2 Bienaventurado el hombre a quien Jehová no culpa de iniquidad,
Y en cuyo espíritu no hay engaño.
3 Mientras callé, se envejecieron mis huesos
En mi gemir todo el día.
4 Porque de día y de noche se agravó sobre mí tu mano;
Se volvió mi verdor en sequedades de verano. Selah
5 Mi pecado te declaré, y no encubrí mi iniquidad.
Dije: Confesaré mis transgresiones a Jehová;
Y tú perdonaste la maldad de mi pecado. Selah
Salmos 32:1-5
El perdón es el libre derecho de renunciar a la venganza y de buscar la restauración posible en Dios. Yo renuncio a ese derecho, si me la hiciste, pero yo no me voy a vengar. Yo estoy renunciando a eso. ¿Por qué? Porque confío en la misericordia de Dios.
Para poder ser libres, entonces necesitamos ser perdonados por Dios y perdonarnos entre nosotros mismos.

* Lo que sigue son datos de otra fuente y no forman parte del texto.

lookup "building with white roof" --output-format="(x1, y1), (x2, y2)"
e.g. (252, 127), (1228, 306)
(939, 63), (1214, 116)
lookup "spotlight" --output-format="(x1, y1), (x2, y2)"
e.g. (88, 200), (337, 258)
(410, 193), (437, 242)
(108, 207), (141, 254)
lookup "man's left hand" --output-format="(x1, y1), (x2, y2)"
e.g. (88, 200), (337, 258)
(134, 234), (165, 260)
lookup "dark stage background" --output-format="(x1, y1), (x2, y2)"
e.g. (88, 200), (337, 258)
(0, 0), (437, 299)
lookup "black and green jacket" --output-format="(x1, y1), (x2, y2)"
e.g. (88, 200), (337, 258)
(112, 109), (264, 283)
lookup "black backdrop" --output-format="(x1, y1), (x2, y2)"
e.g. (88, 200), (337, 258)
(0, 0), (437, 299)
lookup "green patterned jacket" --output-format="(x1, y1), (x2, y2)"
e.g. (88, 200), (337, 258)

El perdón libera al ofendido de la prisión del ofensor. José dejó de ser una víctima para ser un libertador. El que no vive bajo perdón, entonces siempre se considera la víctima. Al soltar el derecho La venganza, José se liberó para cumplir su propósito en Egipto. Sin perdón, hubiera muerto como un esclavo resentido. Pero se liberó y pudo apoyar a su pueblo. Perdonó a sus hermanos que lo habían vendido, los levantó, les dio de comer y los tuvo ahí. Eso es el perdón.
8 Mas Dios muestra su amor para con nosotros, en que siendo aún pecadores, Cristo murió por nosotros.
Romanos 5:8
No es una recomendación, yo quiero aclararlo. Si tú no has perdonado a alguien, no es una recomendación que te hace el Señor. Es un mandato, es una ordenanza, es un deber cristiano, no es un “si puedo, si quiero, si lo siento. le voy a otorgar el perdón”. No es un sentir, es una responsabilidad cristiana.
Si con la persona que me estoy durmiendo no la perdonado, ¿me voy a ir? Si a mis hermanos que están en la iglesia aquí no los puedo perdonar, ¿me puedo ir? Si a mi familia que está en mi casa No le he perdonado, ¿me puedo ir? ¿Vas a dejar de estar en el cielo por tu rencor, por tu odio? ¿Vas a dejar de estar en las nubes porque alguien te la hizo y le lleves la cuenta?
Renuncia al derecho de la venganza. Renuncia a tu venganza. Renuncia a tu ego, renuncia a tu vanidad. Renuncia a tu orgullo y busca el perdón.
Si hemos perdido a Dios, acerquémonos hoy a Dios.